Beyond cannoli: At home, real Italians eat light desserts A soft touch: ices, fruits and biscotti

August 04, 1993|By Karol V. Menzie | Karol V. Menzie,Staff Writer

When Michele Scicolone decided to write a cookbook of Italian sweets, she didn't want her recipes just to produce Italian desserts -- she wanted them to result in Italian home-style desserts.

"You know, when people think of Italian desserts, they think of cannoli, some of those pastry concoctions. . . . But that's not what Italians eat at home," Ms. Scicolone says. The elaborate things, the cassatas (ice cream cake) and the sfogliatelles (cakes made of pastry, spiced cheese and fruit), come from the pasticceria, or bake shop, and are usually reserved for special occasions.

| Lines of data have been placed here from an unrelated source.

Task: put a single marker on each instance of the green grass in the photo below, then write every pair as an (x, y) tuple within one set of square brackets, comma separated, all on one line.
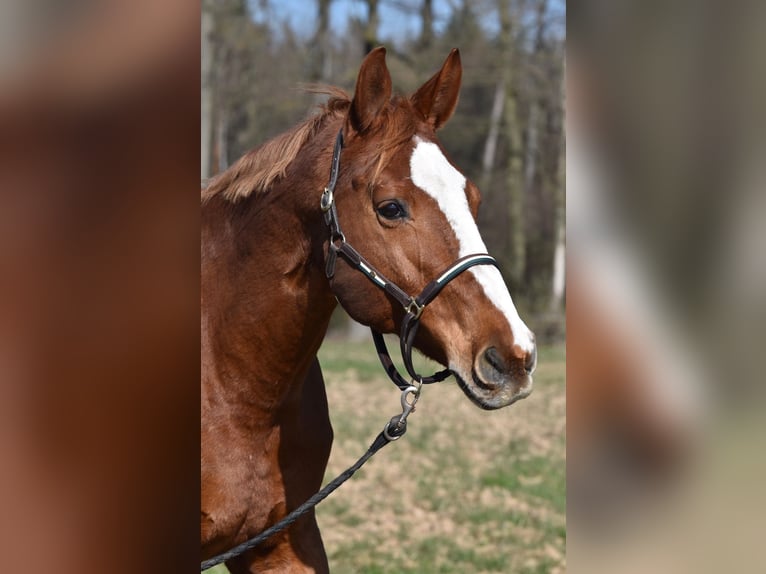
[(464, 491)]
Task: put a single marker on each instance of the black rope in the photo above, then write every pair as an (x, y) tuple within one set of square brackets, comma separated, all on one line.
[(379, 442)]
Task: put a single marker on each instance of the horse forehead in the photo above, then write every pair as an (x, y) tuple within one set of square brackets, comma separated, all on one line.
[(432, 172)]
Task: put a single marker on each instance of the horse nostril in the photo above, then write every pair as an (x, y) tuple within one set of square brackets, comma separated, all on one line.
[(530, 362), (493, 357)]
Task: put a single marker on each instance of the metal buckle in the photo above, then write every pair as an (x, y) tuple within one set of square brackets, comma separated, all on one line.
[(399, 422), (325, 203), (418, 309)]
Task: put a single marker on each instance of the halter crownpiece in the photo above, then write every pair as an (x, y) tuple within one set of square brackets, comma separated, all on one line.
[(412, 305)]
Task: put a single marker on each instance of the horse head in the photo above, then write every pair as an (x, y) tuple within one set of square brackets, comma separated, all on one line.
[(412, 214)]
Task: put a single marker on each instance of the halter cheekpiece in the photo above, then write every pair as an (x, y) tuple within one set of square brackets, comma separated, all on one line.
[(412, 305)]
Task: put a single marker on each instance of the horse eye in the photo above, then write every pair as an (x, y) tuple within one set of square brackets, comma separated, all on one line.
[(392, 210)]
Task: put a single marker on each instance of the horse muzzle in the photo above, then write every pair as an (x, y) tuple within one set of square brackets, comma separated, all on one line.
[(499, 379)]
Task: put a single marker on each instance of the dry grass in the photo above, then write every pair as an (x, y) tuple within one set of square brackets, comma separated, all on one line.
[(464, 491)]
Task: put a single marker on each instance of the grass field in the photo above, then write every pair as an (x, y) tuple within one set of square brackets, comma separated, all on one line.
[(464, 491)]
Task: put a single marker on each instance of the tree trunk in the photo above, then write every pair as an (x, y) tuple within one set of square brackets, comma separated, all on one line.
[(371, 28), (559, 259), (490, 145), (427, 24), (321, 68), (516, 259), (206, 92)]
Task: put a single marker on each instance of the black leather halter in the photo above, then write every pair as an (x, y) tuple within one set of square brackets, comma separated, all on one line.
[(413, 306)]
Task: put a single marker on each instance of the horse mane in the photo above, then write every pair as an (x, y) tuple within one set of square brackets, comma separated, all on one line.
[(259, 168), (255, 171)]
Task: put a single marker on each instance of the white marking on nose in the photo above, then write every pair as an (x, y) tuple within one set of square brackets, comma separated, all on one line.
[(435, 175)]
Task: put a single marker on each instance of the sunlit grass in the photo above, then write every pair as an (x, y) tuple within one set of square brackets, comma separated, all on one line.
[(463, 491)]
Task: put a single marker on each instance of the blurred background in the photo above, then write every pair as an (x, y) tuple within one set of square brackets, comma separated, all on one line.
[(665, 286)]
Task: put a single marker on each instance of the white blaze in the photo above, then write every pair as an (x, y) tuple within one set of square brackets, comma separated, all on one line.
[(432, 173)]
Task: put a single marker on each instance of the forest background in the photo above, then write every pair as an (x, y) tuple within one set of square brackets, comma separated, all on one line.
[(507, 134)]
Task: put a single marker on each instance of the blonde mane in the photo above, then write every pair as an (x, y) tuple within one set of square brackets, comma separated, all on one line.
[(259, 168)]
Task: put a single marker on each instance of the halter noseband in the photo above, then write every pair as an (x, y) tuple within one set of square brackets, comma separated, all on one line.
[(413, 306)]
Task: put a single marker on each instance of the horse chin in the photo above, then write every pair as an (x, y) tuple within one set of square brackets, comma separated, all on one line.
[(494, 395)]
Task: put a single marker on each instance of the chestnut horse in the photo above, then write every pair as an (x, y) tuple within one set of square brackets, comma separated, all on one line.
[(267, 298)]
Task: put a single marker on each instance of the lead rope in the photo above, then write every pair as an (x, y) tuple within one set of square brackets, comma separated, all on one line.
[(394, 430)]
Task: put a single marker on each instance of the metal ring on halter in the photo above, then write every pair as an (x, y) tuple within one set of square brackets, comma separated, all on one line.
[(399, 422), (414, 308), (326, 200)]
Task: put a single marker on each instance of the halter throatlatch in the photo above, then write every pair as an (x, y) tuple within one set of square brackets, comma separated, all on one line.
[(412, 305)]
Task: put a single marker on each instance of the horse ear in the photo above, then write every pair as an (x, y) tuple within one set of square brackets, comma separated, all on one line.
[(373, 90), (437, 98)]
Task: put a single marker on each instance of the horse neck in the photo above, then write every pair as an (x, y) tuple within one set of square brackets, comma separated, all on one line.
[(266, 301)]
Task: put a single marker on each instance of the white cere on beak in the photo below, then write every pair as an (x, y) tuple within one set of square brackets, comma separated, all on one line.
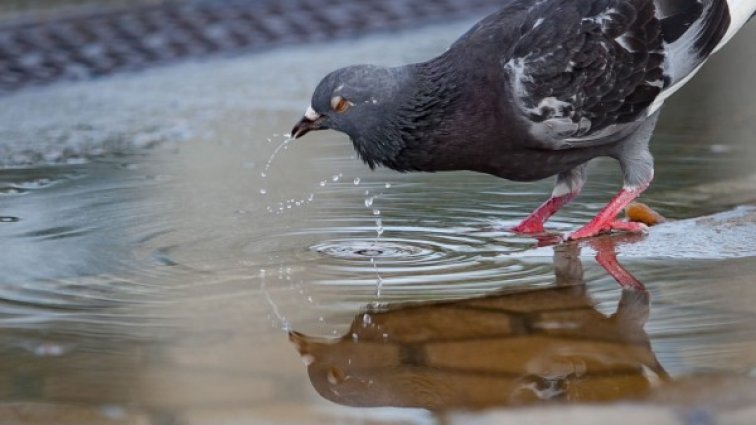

Instead, an Italian family is more likely to indulge in simple cakes, crostate (dessert tarts), or fruit, or ices with biscotti. Such easy-to-make and less heavy preparations are exactly the thing for Americans who like their sweets but are trying to cut back on fat and calories, Ms. Scicolone decided.

"But there was no collection of recipes for the kind of things I really liked," she says. "So I decided that was my job."

The result is "La Dolce Vita" (William Morrow and Co., $23), with recipes for Italian cookies, tarts, fruit dishes, frozen mousses, ice creams and sorbets -- all the simple pleasures Ms. Scicolone grew up with and found again on her trips to Italy.

"The book is based on my travels," she says, "the things I discovered, the regional specialties. We think we know Italian food, but we think of it as white sauce or red sauce -- that's very static." What she calls "real" Italian food is lighter and more imaginative than that.

Ms. Scicolone is at home in Italy not just because of her heritage, but because her husband is in the wine business, and they visit two or three times a year. "It's great fun," she says.

Ms. Scicolone has been cooking all her life, she thinks. "Even when I was a child, I would help with meals -- I would make the coffee. Italians are very food-oriented," she says. Both of her parents were good cooks. "Especially for holidays," she says, "everyone was involved in meal preparation."

She's somewhat mystified by people who say, as many do these days, that they "don't have time" to cook. "If they don't have time to cook," she says, "it means they don't have time to eat well." Frozen dinners and other convenience foods are full of artificial flavors and preservatives, and shy on robust flavor, she says. "Cooking is very enjoyable. . . . If we don't have time to do that, what are we doing? Maybe it's time to re-evaluate."

She also has no patience for the contention "no one eats dessert anymore."

"I don't think it's a good idea to forbid ourselves things," she says. And some desserts, such as the ices, "are perfectly healthy," she says. "Just eat a balanced diet. That's the way Italians eat."


Originally, Ms. Scicolone says, biscotti, which means twice-baked, was used for a kind of biscuit sailors took to sea because it would keep well. But later the term was applied to all sorts of cookies.

This recipe is for her favorite biscotti. Researching this recipe, she says, is what inspired her to write a cookbook of simpler Italian desserts.

Almond and hazelnut biscotti

Makes 8 dozen

1 1/2 cups toasted almonds

1/2 cup hazelnuts, toasted and skinned (see note)

4 cups all-purpose flour

2 teaspoons baking powder

1 teaspoon ground cinnamon

5 large eggs, at room temperature

8 tablespoons (1 stick) unsalted butter, melted and cooled

2 cups sugar

1 1/2 teaspoons grated lemon zest

Heat oven to 350 degrees. Butter two large baking sheets.

In a food processor or blender, finely grind 1/2 cup of the almonds. Coarsely chop the remaining 1 cup almonds and the hazelnuts.

Combine the flour, baking powder and cinnamon. Stir in the ground and chopped nuts.

In a large bowl, whisk the eggs until frothy. Stir in the melted butter, sugar, and lemon zest until just combined. With a wooden spoon, stir in the dry ingredients until blended. The dough will be sticky.

Drop the dough by large spoonfuls onto the baking sheets to form four 12-inch strips, spaced about 4 inches apart. Smooth the tops and sides of each strip with a rubber spatula. Bake for 25 minutes, or until the strips are firm when pressed in the center. Remove from the oven but do not turn it off. Let the strips cool for 10 minutes.

Slide the strips onto a cutting board and, with a heavy knife, cut them diagonally into 1/2 -inch slices. Place the slices upright on the baking sheets. Bake for 20 minutes, until crisp. Transfer to wire racks to cool.